2
votes

I have a simple spark SQL query :

SELECT x, y
FROM t1 INNER JOIN t2 ON t1.key = t2.key
WHERE expensiveFunction(t1.key)

Where expensiveFunction is a spark UDF (User-defined function).

When I look at the query plan generated by spark, I see that it has two filter operations instead of just one: it checks not only expensiveFunction(t1.key), but also expensiveFunction(t2.key).

image

In general, this optimization is not a bad thing, because it reduces the number of records to join, and joining is an expensive operation. But in my case expensiveFunction(t2.key) always returns true, so I would like to remove it.

Is there a way to change the query plan before executing a query ? Is there a way to indicate to spark that I don’t want a given optimization to be applied to my query ?

3

3 Answers

2
votes

Is there a way to change the query plan before executing a query?

In general, yes. There are few extension points in Spark SQL query planner and optimizer that would make the wish doable

Is there a way to indicate to spark that I don’t want a given optimization to be applied to my query ?

That's nearly impossible unless the optimization allows for that. In other words you'd have to find out whether the rule has an option to turn it off, e.g. CostBasedJoinReorder with spark.sql.cbo.enabled or spark.sql.cbo.joinReorder.enabled configuration properties (when either is off CostBasedJoinReorder does nothing).

You could write a custom logical operator that would make the optimization void (as it would not be matched given unknown logical operator) and at optimization phase you'd remove it.

Use extendedOperatorOptimizationRules to register custom optimizations.

2
votes

This is happening because of the optimizer rule org.apache.spark.sql.catalyst.optimizer.InferFiltersFromConstraints Code comments is as follows(github)

  /**
   * Infers an additional set of constraints from a given set of equality constraints.
   * For e.g., if an operator has constraints of the form (`a = 5`, `a = b`), this returns an
   * additional constraint of the form `b = 5`.
   */
  def inferAdditionalConstraints(constraints: Set[Expression]): Set[Expression] 

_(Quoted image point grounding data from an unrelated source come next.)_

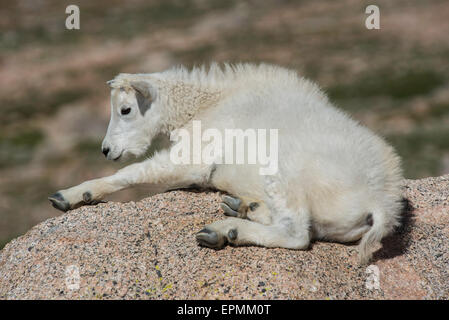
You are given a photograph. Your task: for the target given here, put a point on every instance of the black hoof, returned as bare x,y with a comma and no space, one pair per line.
228,211
233,203
209,238
58,201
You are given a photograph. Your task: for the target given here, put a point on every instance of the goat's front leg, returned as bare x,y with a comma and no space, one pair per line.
157,170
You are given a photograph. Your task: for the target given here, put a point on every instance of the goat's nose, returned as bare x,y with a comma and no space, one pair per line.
105,151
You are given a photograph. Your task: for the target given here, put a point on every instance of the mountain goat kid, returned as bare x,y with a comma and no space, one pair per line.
336,180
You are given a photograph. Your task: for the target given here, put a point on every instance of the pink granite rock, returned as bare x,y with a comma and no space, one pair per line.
147,250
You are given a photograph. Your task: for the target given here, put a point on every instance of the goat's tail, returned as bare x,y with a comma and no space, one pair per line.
382,224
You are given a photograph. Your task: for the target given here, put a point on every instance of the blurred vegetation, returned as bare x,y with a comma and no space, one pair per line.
18,149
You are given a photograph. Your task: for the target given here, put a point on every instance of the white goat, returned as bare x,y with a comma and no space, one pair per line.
336,180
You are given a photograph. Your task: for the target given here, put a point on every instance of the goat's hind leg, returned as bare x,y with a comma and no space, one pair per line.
290,228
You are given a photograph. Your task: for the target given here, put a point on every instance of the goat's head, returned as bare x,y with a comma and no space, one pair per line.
135,119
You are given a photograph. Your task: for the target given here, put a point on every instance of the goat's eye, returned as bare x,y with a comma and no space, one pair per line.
125,111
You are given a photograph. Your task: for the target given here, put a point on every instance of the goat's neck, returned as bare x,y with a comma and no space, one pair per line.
183,101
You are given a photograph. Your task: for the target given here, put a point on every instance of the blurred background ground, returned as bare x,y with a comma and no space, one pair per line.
54,102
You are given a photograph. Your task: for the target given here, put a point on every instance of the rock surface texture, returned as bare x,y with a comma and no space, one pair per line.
147,250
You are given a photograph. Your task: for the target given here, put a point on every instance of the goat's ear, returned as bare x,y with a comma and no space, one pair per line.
143,88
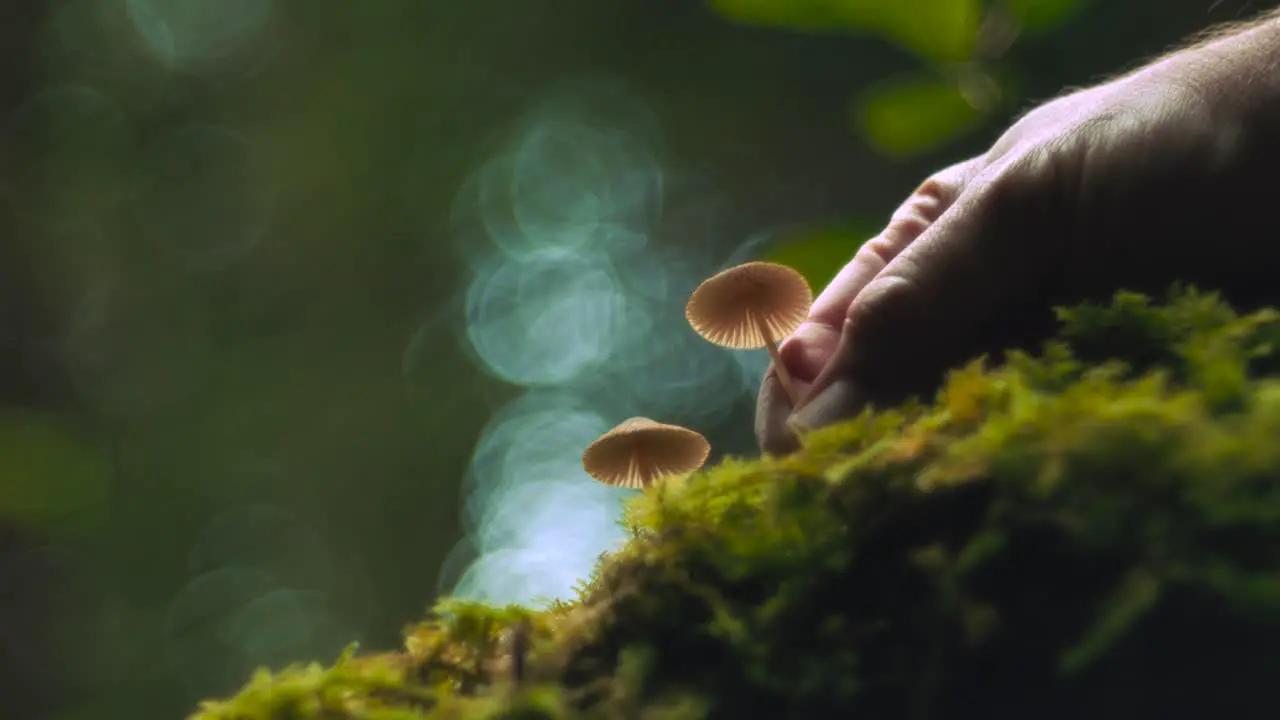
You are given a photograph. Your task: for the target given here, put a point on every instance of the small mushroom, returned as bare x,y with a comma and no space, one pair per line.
749,306
641,451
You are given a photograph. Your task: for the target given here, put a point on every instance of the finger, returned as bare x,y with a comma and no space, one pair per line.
941,299
773,409
808,350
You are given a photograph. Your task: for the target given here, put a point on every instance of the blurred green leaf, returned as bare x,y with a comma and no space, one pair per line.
914,114
1040,14
801,14
818,254
942,31
45,470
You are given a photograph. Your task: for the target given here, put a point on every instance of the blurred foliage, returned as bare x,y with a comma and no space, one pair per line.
913,114
1088,533
50,474
819,253
960,41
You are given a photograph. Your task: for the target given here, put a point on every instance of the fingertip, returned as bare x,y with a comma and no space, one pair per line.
772,411
809,349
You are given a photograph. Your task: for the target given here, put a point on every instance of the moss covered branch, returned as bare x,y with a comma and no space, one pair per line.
1092,532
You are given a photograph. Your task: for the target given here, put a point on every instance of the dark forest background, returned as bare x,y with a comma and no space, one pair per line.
269,274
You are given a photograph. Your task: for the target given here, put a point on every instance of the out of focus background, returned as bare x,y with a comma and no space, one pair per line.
307,308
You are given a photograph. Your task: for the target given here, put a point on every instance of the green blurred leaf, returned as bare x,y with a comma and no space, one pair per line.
801,14
46,473
1041,14
942,31
818,254
913,114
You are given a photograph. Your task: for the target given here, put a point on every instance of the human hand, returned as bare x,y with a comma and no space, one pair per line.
1166,174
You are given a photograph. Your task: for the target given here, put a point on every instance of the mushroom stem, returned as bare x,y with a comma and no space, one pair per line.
778,367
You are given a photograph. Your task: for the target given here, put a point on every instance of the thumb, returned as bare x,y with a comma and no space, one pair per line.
978,277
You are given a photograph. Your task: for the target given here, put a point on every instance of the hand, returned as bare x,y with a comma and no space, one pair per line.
1166,174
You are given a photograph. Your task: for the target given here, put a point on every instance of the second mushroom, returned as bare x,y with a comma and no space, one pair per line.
749,306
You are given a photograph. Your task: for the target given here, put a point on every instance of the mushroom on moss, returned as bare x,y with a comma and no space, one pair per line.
752,305
640,451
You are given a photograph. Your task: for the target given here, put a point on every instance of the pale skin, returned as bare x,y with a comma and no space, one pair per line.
1168,173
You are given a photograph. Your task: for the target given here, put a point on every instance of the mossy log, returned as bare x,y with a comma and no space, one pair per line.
1091,532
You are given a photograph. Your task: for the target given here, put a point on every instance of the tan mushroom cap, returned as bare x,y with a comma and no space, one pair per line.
749,305
640,451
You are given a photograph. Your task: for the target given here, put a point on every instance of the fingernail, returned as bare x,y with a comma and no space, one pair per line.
837,401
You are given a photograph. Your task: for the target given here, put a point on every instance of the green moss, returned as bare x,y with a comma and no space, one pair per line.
1093,533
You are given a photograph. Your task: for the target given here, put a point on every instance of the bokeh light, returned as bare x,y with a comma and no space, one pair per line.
577,294
195,33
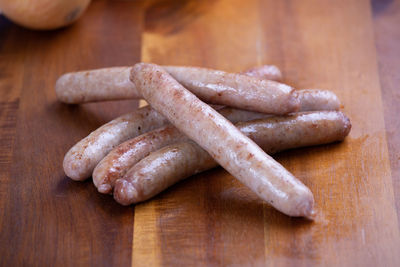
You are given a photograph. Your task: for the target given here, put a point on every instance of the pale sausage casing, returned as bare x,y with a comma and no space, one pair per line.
178,161
226,144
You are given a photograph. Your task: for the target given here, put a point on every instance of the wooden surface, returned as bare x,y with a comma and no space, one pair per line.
350,47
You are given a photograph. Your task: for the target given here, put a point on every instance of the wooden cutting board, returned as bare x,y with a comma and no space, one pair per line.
350,47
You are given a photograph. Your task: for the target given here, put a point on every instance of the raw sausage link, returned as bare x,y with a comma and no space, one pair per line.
267,72
226,144
81,159
314,99
127,154
176,162
84,156
236,90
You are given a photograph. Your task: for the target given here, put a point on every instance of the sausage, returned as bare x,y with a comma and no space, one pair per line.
81,159
95,85
113,83
314,99
268,72
125,155
216,87
226,144
116,163
178,161
236,90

You could disable this Optimizer rule using spark.sql.optimizer.excludedRules

val OPTIMIZER_EXCLUDED_RULES = buildConf("spark.sql.optimizer.excludedRules") .doc("Configures a list of rules to be disabled in the optimizer, in which the rules are " + "specified by their rule names and separated by comma. It is not guaranteed that all the " + "rules in this configuration will eventually be excluded, as some rules are necessary " + "for correctness. The optimizer will log the rules that have indeed been excluded.") .stringConf .createOptional That way the filter will not get propagated to both sids of join

1
votes

You can rewrite this query like below to avoid the extra function call.

SELECT x, y
FROM (SELECT <required-columns> FROM t1 WHERE expensiveFunction(t1.key)) t0 INNER JOIN t2 ON t0.key = t2.key

To be extra sure you can persist this query (SELECT FROM t1 WHERE expensiveFunction(t1.key)) as a separate DataFrame. and then join table t2 with this DataFrame.

For example lets say we have DataFrames df1 and df2 for table t1 and t2 respectively. we do the something like the following to avoid the expensiveFunction call twice.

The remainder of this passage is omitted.